I let myself marvel at how this, we came to be here in this moment, at the threshold of everything that was about to unfold. I was bringing myself, my adult observant Jewish self that lived in the orthodox community that was a mother to three children that was married to a Chasidic man who loved me, and supported me for 15 years. I was bringing my adolescent self, the bright eyed bewilderment of my teenage years, growing up in the Chasidic community of Williamsburg, protected from the every outside, harmful influence in within the safety of an all-girls school in the heart of Marcy avenue, with the five square blocks of the ultra-orthodox neighborhood of primarily Satmar Chasidim repelling all outsiders, and protecting its inhabitants. It was easy to feel lulled into a contented kind of stupor that grew out of never having to make a choice or decision. Living with my nine siblings and immigrant parents in a brownstone on Rodney Street, it was easy to believe that this was all that mattered, that the world outdoors was frightening and corrupting and that imagination, choice and liberty were unnecessary to contentment.

My street hosted a majority of Chasidic families with a sprinkling of African American and Puerto Rican American families in the apartment buildings on the corners. There were 22 Chasidic little girls on my block to play with so there was no need to mingle or socialize with the goyim who lived two houses down the street. Looking back I realize that I was raised so close to the inner beat of the music the zeitgeist of the 80s, the birthplace of hip hop and the very heart of ethnic culture in New York, yet I was completely sheltered from it and ignorant of it all.

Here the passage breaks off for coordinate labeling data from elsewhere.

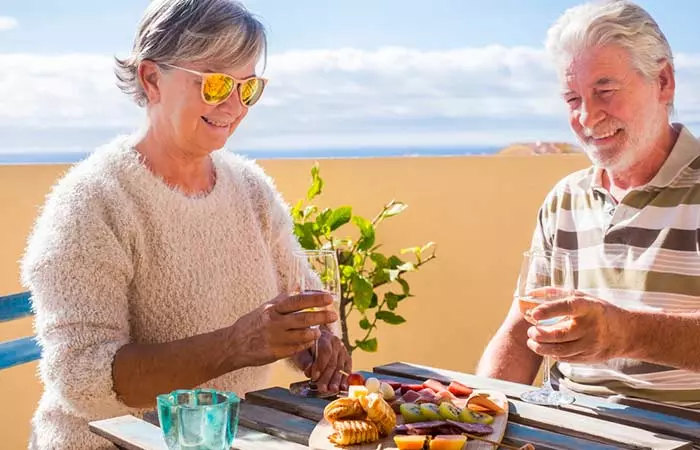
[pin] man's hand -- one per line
(593, 331)
(332, 358)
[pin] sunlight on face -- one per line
(189, 121)
(616, 113)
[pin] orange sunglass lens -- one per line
(250, 91)
(216, 88)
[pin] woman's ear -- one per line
(149, 76)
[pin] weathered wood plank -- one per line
(585, 427)
(129, 433)
(281, 399)
(276, 422)
(614, 413)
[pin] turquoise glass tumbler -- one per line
(198, 419)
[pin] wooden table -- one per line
(273, 419)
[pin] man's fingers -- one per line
(303, 336)
(308, 319)
(556, 351)
(303, 300)
(568, 307)
(565, 332)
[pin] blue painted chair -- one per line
(22, 350)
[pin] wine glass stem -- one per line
(546, 380)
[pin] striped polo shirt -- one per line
(642, 253)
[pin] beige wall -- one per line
(479, 210)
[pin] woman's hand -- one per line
(332, 358)
(278, 330)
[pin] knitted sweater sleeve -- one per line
(283, 241)
(78, 272)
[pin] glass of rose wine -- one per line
(545, 276)
(315, 271)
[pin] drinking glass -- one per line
(198, 419)
(545, 276)
(315, 271)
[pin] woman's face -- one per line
(178, 115)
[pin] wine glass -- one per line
(545, 276)
(315, 270)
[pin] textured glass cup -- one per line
(198, 419)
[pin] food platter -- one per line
(425, 416)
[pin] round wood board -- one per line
(319, 437)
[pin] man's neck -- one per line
(618, 181)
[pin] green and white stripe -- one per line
(643, 254)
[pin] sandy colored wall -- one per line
(479, 210)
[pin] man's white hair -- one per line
(613, 22)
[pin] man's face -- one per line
(616, 113)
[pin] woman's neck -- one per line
(193, 174)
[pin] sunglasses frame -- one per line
(236, 84)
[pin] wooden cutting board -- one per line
(319, 436)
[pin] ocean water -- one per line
(34, 156)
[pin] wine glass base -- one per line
(547, 397)
(308, 389)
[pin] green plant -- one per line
(366, 274)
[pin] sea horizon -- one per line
(53, 156)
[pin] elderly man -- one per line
(631, 222)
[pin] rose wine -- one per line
(528, 303)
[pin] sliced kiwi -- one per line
(411, 413)
(449, 411)
(430, 411)
(470, 416)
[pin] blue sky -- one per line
(370, 58)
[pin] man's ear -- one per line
(149, 76)
(667, 84)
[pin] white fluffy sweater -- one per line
(117, 256)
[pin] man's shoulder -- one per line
(572, 184)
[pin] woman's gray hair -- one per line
(617, 22)
(222, 33)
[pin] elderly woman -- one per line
(160, 263)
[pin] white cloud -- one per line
(8, 23)
(393, 96)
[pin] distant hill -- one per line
(539, 148)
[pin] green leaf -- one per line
(395, 262)
(367, 234)
(379, 260)
(393, 274)
(380, 277)
(374, 302)
(322, 219)
(339, 217)
(309, 210)
(407, 267)
(394, 208)
(390, 318)
(362, 291)
(296, 210)
(392, 300)
(305, 234)
(348, 271)
(368, 345)
(316, 184)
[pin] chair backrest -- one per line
(22, 350)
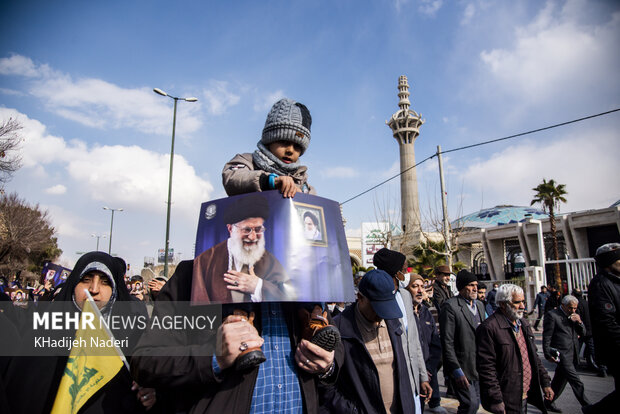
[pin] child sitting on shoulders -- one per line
(275, 165)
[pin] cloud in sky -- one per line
(340, 172)
(100, 104)
(523, 166)
(128, 175)
(430, 7)
(264, 103)
(550, 53)
(58, 189)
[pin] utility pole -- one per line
(444, 205)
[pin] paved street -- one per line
(596, 388)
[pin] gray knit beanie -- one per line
(288, 121)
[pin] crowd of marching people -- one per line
(401, 331)
(382, 353)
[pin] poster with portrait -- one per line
(54, 274)
(261, 247)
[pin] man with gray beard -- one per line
(510, 372)
(239, 269)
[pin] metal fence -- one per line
(579, 272)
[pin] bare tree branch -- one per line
(10, 143)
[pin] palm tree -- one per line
(550, 194)
(427, 255)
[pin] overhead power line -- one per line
(480, 144)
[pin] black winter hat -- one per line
(464, 278)
(388, 260)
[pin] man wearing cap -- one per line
(239, 269)
(395, 264)
(442, 291)
(374, 376)
(429, 340)
(458, 320)
(604, 304)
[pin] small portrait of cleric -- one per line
(313, 222)
(240, 269)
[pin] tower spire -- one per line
(405, 125)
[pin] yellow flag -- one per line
(87, 371)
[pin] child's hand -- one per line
(286, 185)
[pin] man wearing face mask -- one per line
(458, 320)
(429, 340)
(395, 264)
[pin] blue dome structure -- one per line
(497, 216)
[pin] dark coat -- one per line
(458, 336)
(429, 338)
(562, 334)
(187, 371)
(584, 312)
(32, 381)
(357, 389)
(604, 304)
(500, 368)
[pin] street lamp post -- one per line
(111, 225)
(174, 122)
(98, 236)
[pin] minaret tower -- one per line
(405, 125)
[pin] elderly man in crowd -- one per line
(429, 340)
(511, 374)
(561, 330)
(604, 304)
(441, 287)
(395, 264)
(458, 320)
(374, 376)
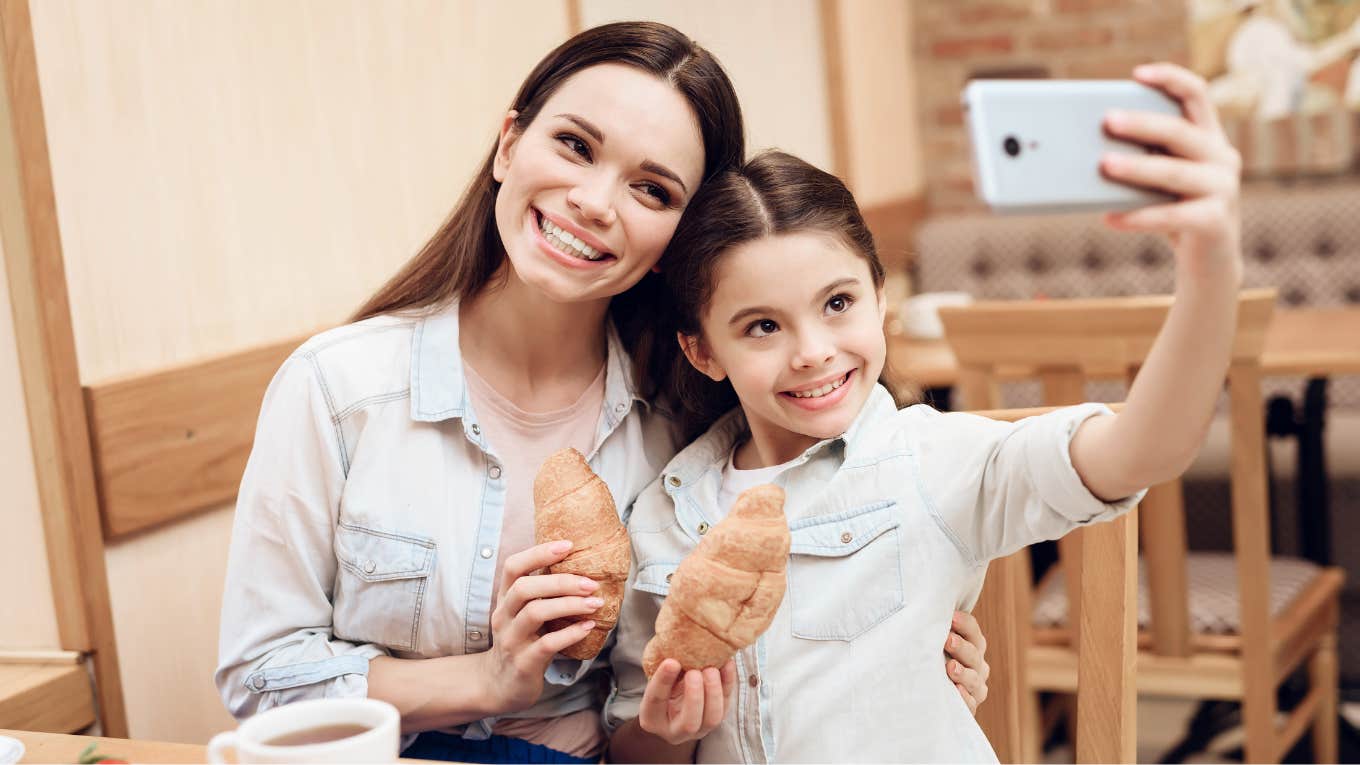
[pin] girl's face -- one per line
(796, 324)
(593, 188)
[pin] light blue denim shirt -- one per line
(892, 526)
(370, 512)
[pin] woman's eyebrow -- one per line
(654, 168)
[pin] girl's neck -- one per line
(767, 449)
(537, 353)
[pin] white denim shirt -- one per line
(892, 527)
(370, 512)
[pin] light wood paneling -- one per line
(25, 580)
(48, 364)
(167, 600)
(233, 173)
(173, 443)
(771, 49)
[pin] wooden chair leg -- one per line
(1322, 675)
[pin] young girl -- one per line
(384, 534)
(894, 515)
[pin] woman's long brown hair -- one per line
(774, 193)
(465, 253)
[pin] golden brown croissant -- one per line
(728, 590)
(571, 502)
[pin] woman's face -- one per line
(593, 188)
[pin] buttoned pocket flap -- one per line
(843, 534)
(380, 556)
(654, 579)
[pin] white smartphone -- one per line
(1037, 144)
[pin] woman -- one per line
(384, 531)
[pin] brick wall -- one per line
(956, 40)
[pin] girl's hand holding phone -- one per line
(1201, 168)
(680, 707)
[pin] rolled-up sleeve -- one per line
(1000, 486)
(275, 643)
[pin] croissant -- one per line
(570, 501)
(728, 590)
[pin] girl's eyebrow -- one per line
(648, 165)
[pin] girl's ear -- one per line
(505, 147)
(697, 351)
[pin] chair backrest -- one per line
(1064, 343)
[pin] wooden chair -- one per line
(1064, 343)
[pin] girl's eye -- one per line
(575, 144)
(762, 328)
(839, 304)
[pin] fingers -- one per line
(653, 712)
(1185, 86)
(528, 588)
(1174, 134)
(714, 698)
(967, 698)
(1182, 177)
(1204, 215)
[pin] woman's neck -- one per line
(537, 353)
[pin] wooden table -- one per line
(1309, 342)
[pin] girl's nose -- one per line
(593, 200)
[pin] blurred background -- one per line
(231, 176)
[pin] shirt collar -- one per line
(439, 385)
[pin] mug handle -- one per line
(219, 745)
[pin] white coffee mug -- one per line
(264, 738)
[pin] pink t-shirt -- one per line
(521, 440)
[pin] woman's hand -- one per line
(964, 662)
(683, 708)
(1201, 168)
(513, 666)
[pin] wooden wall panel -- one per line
(30, 618)
(774, 53)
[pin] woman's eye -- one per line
(657, 192)
(575, 144)
(762, 328)
(839, 304)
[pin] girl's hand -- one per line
(1201, 168)
(680, 709)
(964, 662)
(513, 666)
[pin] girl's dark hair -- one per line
(774, 193)
(465, 253)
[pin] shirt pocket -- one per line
(381, 586)
(845, 572)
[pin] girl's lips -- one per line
(823, 402)
(546, 247)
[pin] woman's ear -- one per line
(505, 147)
(697, 351)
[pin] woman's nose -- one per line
(593, 199)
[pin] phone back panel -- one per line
(1037, 144)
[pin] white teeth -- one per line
(819, 392)
(569, 244)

I looked into her warm brown eyes, ran the tips of my fingers over her chocolate colored velvet skin and wondered what she was thinking, was she thinking of her growing up years in New Jersey with her two sisters in a mostly white suburban community where being black meant you were automatically viewed with suspicion and mistrust? Was she too wondering how we came to be? Was she considering the whiteness of my skin, the darkness of hers, the intensely familiar yet foreignness of the scarf covering my close cropped hair, which among all of the other lifestyle practices and choices we each were making could be a bridge of understanding or a way to accentuate yet more of the differences in our respective cultures. How profoundly affecting this was! These powerful feelings and sensations, these cravings to reach and touch and scale the walls of resistance of mistrust of suspicion this hunger to connect in spite of and because of these unconsciously ingrained barriers of upbringing, racial and cultural differences, bigotry and misunderstanding.

There we were, holding each other, tentatively letting our fingers and mouths advocate for us, reach beyond the missed years, the stereotypes the misery and mistaken beliefs that was fed to us with our mothers’ milk, traveling slowly beyond the space where words muddled and confused gave way to this purer form of communication, to a soundless unspeakably rich and nuanced language of the senses. This was after we spent the better part of two hours, perched on her kitchen stools and snuggling on the couch, talking. We went where leaders and politicians feared to go. We twisted and probed argued and cried and settled into new uncharted territory. We talked about oppression, and missed chances, intersected webs of stereotypes and cultural barriers, generations of hurt and insult and the ultimate goodness in all human kind. In the end all of this didn’t stand a chance, because although I was white and she was black and I was raised in a Chasidic Jewish home, and she was brought up by Pentecostal Christian values, we were standing flesh to flesh heart to heart, soul to soul as we kissed and explored and we settled our breaths together and let the moisture trickle from the primordial subconscious of sexual desire and fantasy into our panties. It was incredible how simple it all really was because with this, our bodies approval and the juices that wet our panties we had the makings of a connection that would carry us through. It was enough for the moment, it was more than enough for now.